Schnider erfreut über Zustimmung der SPÖ-Bundesräte zu ISTA - Forderung nach "Zentralismus" ist aber strikt abzulehnen

ÖVP-Bundesrat: Opposition will zurück in den Zentralismus

Wien (ÖVP-PK) - Erfreut, dass die SPÖ-Bundesräte nach langem Zick-Zack-Kurs dem Bundesgesetz über das Institute of Science and Technology - Austria endlich doch zustimmen, zeigte sich heute, Donnerstag, ÖVP-Bundesrat Dr. Andreas Schnider.
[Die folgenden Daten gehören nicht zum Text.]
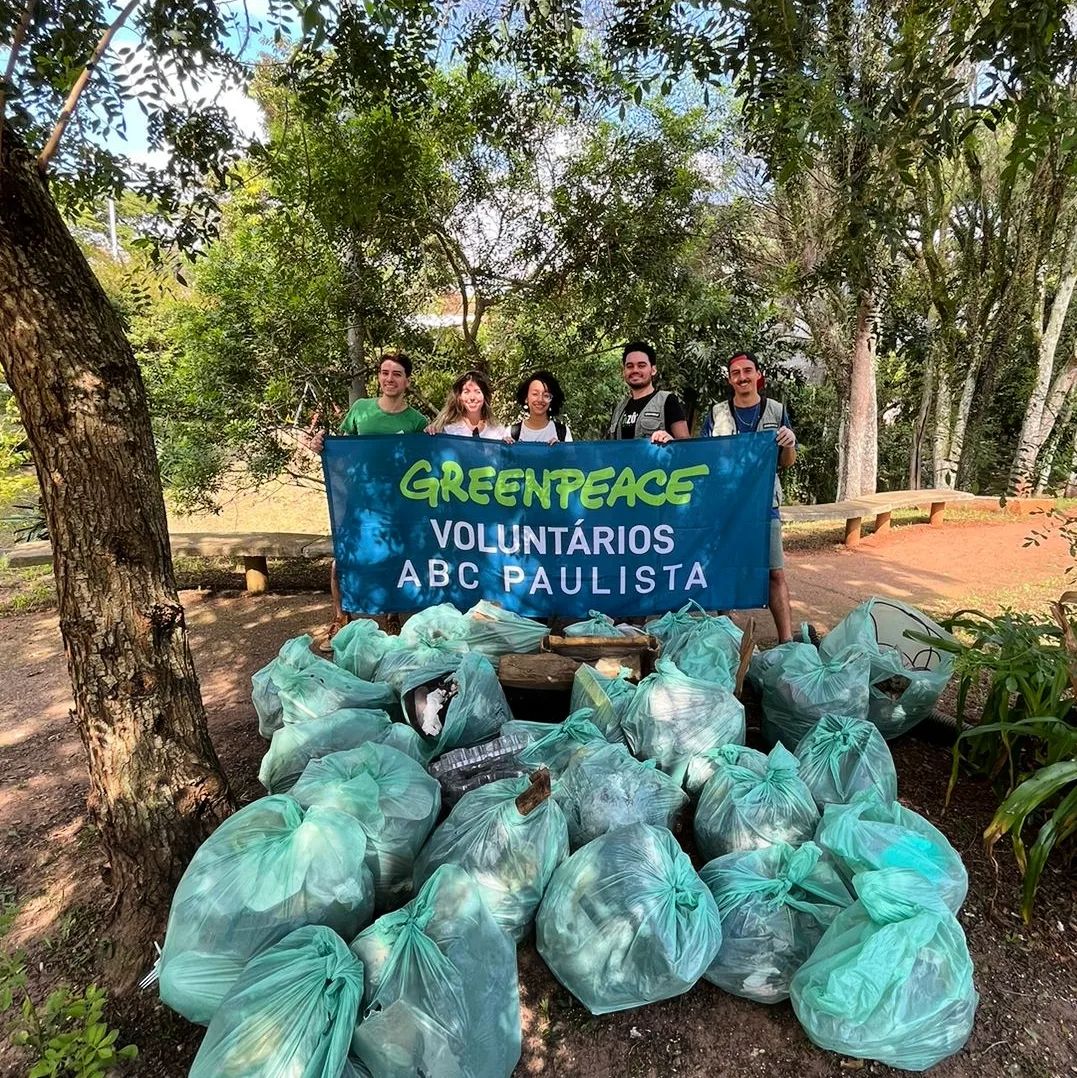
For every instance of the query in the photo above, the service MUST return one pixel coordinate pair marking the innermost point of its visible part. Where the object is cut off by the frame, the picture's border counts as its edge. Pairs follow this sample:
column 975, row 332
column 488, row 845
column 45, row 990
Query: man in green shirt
column 387, row 414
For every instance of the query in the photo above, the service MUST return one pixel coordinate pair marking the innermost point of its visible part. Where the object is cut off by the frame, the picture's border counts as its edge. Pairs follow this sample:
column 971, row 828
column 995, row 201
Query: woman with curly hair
column 467, row 412
column 540, row 394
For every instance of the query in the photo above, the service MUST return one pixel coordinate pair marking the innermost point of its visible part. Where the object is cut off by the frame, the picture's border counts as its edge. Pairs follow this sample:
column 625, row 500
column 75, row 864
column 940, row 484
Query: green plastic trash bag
column 869, row 834
column 358, row 647
column 799, row 687
column 626, row 922
column 290, row 1014
column 495, row 632
column 441, row 995
column 841, row 758
column 266, row 870
column 605, row 787
column 742, row 810
column 907, row 676
column 294, row 655
column 703, row 766
column 510, row 856
column 607, row 696
column 322, row 688
column 775, row 903
column 438, row 626
column 458, row 702
column 560, row 743
column 892, row 978
column 674, row 717
column 596, row 623
column 394, row 799
column 293, row 746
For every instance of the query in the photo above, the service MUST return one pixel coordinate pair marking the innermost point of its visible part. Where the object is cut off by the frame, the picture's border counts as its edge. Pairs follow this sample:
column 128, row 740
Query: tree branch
column 80, row 85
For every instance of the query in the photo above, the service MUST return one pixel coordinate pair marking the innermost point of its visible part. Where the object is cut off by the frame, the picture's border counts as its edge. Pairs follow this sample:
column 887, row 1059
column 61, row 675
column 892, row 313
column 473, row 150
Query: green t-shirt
column 366, row 417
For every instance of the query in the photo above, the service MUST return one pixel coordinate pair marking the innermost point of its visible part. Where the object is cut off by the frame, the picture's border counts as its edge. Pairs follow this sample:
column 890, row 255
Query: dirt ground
column 1026, row 1024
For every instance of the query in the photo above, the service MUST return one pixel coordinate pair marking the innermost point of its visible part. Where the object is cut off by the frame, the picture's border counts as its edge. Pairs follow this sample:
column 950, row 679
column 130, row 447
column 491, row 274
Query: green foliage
column 67, row 1036
column 1025, row 741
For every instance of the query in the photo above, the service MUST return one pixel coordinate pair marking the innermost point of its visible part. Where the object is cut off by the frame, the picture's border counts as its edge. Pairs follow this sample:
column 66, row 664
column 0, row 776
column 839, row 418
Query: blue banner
column 623, row 527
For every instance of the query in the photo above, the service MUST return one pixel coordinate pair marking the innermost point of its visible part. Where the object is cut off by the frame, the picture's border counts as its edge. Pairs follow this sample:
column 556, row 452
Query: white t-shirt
column 548, row 433
column 491, row 431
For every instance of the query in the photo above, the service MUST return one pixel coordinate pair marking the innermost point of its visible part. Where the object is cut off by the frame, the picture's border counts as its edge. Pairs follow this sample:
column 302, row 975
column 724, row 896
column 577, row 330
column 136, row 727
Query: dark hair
column 643, row 346
column 397, row 357
column 750, row 356
column 552, row 387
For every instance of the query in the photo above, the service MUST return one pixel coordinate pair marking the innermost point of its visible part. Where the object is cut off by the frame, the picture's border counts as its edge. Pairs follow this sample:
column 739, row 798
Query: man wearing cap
column 748, row 410
column 646, row 412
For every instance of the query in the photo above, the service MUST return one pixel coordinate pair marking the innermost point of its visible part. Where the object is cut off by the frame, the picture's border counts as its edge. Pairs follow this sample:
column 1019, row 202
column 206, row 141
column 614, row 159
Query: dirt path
column 50, row 858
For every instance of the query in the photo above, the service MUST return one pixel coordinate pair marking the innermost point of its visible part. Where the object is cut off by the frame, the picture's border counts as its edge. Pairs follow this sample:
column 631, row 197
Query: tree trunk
column 156, row 789
column 860, row 434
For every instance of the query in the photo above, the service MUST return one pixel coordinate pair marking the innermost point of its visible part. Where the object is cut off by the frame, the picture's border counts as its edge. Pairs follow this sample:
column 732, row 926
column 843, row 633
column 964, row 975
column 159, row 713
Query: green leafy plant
column 1025, row 741
column 67, row 1035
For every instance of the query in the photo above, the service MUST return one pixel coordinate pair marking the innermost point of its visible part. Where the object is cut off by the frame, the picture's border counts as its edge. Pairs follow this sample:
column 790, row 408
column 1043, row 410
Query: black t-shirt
column 674, row 413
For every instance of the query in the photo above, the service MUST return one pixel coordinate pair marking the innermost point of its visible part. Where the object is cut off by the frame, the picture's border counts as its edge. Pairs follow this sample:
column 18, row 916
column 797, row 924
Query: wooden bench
column 251, row 549
column 854, row 510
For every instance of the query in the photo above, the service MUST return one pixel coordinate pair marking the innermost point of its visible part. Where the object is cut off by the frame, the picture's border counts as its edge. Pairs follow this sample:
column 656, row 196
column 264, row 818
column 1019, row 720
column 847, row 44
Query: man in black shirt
column 646, row 412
Während die SPÖ und Alfred Gusenbauer im Nationalrat für das "Institute of Science and Technology - Austria" in Klosterneuburg gestimmt haben, hatte die SPÖ-Fraktion im Bundesrat gemeinsam mit den Grünen zuletzt die Entscheidung über die entsprechenden Gesetzesvorlagen vertagt. "Jetzt kehrt endlich Rechtssicherheit ein", so Schnider. Getrübt wird diese Freude allerdings durch den Entschließungsantrag der SPÖ, dem auch die Grünen ihre Zustimmung gaben.****

Es gehe einmal darum, eine Rahmenbedingung für dieses Institut in Form dieser Gesetzesvorlage zu schaffen, damit die Arbeit aufgenommen werden kann. Dann werde der Inhalt festgelegt. Das sei eine normale Vorgangsweise, so Schnider am Rande der Sitzung des Bundesrats zur Kritik der Opposition. Mit der Forderung der Opposition, die Bereiche der Forschung vorzuschreiben, würde dem Institut von der Politik zudem eine "Zwangsjacke" umgehängt. Dieser "alte Zentralismus" sei strikt abzulehnen.

Der ÖVP-Bundesrat zeigte sich überzeugt davon, dass der Standort mit Klosterneuburg sehr gut gewählt sei. Einerseits liegt das Institut in grüner Ruhelage, andererseits doch am Rande der pulsierenden Großstadt Wien. Weltweit gebe es zahlreiche hochrangige Wissenschaftsinstitutionen, die in einer ähnlichen Entfernung zur Hauptstadt liegen, schloss Schnider.